David Nice, The Arts Desk, 15 September 2021
An angry and effective piece inspired by Greta Thunberg’s activism is powerfully performed by local children
Our Future in Your Hands is inspired by Greta Thunberg’s activism, and it’s an angry piece – how could it not be? It begins with a low orchestral rumble that grows into the first of several insistent “protest songs” for the children, and ends with a chorus describing the world awakening – scarcely less fierce, though the words suggest optimism… Perhaps a feel-good, hopeful ending would have been trite – after all, Thunberg did say she didn’t want hope, she wanted panic. And there was certainly an adrenaline-based reaction to be had from experiencing the sheer volume of sound amid these echoing concrete walls, for listeners and for the children too. This, not extra maths and English, is what children have been missing out on over the last year and a half: the chance to be part of a big, creative, communal experience. It’s more than useful – it’s essential.
Erica Jeal, The Guardian, 15 September 2021
Photo Ambra Vernuccio
I Am I Say – NMC Composer Debut Disc CD
“This debut portrait album showcases Whitley, who is not yet 30, as a lush harmonist, an orchestrator who handles instruments boldly… and a melodist who isn’t afraid of big rhapsodic elegies. The performances are direct and excellent.”

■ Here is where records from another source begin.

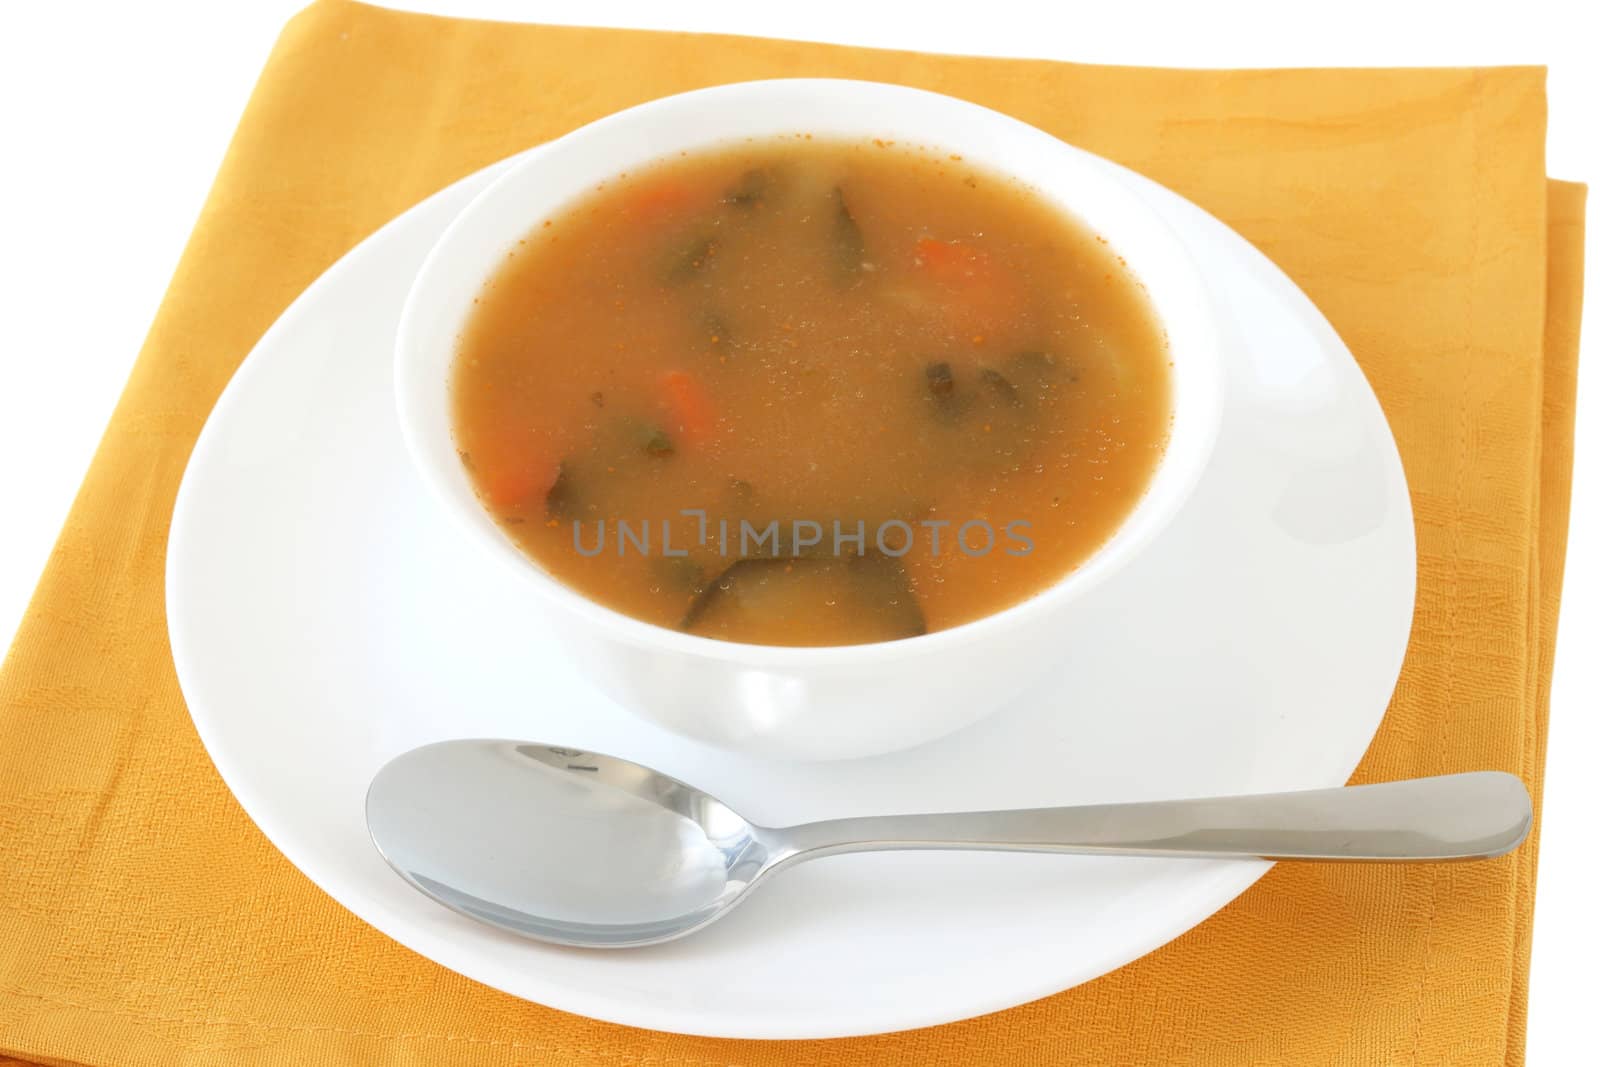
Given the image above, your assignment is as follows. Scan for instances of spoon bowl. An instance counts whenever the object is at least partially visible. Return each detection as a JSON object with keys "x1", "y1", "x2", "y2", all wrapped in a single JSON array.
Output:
[
  {"x1": 367, "y1": 739, "x2": 1531, "y2": 949},
  {"x1": 366, "y1": 741, "x2": 771, "y2": 946}
]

Kate Molleson, The Guardian, 31 March 2017
Read the full review here.
“This selection, expertly conducted by the orchestra’s [Multi-Story] other co-founder, Christopher Stark, is an excellent introduction to her sonic world… It culminates in I Am I Say, a tremendous work for primary school children and orchestra… It is darkened and deepened by complex but deftly organised instrumental textures that rise to an ecstatic climax… Capricious, yet cogent, Whitley’s music has admirably user-friendly surfaces that conceal hidden intensities. We will hear much more of her.”
Richard Morrison, The Times, 18 April 2017
“Make no mistake, Kate Whitley is a composer to watch.”

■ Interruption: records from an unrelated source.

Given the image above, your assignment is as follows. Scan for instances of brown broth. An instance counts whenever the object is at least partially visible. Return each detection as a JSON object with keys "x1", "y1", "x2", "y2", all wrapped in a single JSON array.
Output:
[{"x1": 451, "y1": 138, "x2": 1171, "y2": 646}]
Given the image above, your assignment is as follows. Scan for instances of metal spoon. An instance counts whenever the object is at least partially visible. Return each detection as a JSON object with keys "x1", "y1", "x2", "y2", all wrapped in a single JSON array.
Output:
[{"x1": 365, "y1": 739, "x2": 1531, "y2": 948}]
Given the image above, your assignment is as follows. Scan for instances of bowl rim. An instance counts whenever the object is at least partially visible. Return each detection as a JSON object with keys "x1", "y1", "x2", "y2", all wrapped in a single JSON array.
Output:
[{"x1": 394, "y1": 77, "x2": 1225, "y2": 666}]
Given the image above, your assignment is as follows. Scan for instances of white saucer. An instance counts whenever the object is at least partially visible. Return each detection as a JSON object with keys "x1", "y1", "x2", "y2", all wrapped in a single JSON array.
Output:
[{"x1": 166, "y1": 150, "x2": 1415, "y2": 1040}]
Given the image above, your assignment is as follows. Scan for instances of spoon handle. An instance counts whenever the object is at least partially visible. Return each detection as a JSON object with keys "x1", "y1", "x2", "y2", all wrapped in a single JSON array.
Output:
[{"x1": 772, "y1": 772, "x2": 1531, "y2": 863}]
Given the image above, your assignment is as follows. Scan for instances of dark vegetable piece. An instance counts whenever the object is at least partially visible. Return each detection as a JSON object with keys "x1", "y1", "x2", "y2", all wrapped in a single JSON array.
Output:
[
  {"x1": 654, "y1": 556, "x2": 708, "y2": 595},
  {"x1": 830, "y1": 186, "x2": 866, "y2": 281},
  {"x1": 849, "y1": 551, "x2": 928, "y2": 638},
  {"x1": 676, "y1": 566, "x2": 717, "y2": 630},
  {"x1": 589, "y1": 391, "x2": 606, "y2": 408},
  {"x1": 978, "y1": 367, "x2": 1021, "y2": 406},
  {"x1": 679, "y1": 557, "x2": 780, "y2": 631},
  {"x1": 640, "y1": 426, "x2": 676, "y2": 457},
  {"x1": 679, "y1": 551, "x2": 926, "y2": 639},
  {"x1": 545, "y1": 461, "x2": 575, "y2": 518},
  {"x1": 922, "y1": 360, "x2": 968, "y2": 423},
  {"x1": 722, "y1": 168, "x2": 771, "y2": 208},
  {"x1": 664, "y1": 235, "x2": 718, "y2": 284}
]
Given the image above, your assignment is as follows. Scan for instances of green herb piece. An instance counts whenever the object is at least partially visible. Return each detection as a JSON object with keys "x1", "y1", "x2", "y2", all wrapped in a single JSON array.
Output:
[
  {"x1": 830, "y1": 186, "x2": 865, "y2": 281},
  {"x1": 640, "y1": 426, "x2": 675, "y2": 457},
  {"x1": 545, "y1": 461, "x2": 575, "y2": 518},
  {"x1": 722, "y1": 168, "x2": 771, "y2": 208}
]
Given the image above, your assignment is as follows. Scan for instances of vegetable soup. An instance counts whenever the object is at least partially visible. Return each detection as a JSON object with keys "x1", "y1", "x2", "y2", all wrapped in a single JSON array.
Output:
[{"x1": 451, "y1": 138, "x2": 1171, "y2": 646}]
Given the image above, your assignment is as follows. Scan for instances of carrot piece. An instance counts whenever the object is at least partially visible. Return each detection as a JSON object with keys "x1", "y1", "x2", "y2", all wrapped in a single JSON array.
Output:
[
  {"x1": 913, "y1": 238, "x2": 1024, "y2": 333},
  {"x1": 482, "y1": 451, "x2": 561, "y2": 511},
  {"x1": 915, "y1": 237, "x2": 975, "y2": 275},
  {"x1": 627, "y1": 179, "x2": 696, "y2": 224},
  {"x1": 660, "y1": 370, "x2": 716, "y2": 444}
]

Richard Whitehouse, Gramophone Magazine, May 2017
“Alongside [Multi-Story Orchestra] there’s been another success story: that of Whitley’s own music… Here, NMC’s invaluable Debut Discs series provides a snapshot of a fresh and individual creative voice, sometimes still finding itself, often speaking clear and true. Like Britten and Maxwell Davies, Whitley values writing for local communities and for children. She’s clearly got the knack; the title track is a stirring look at our place in the natural world.”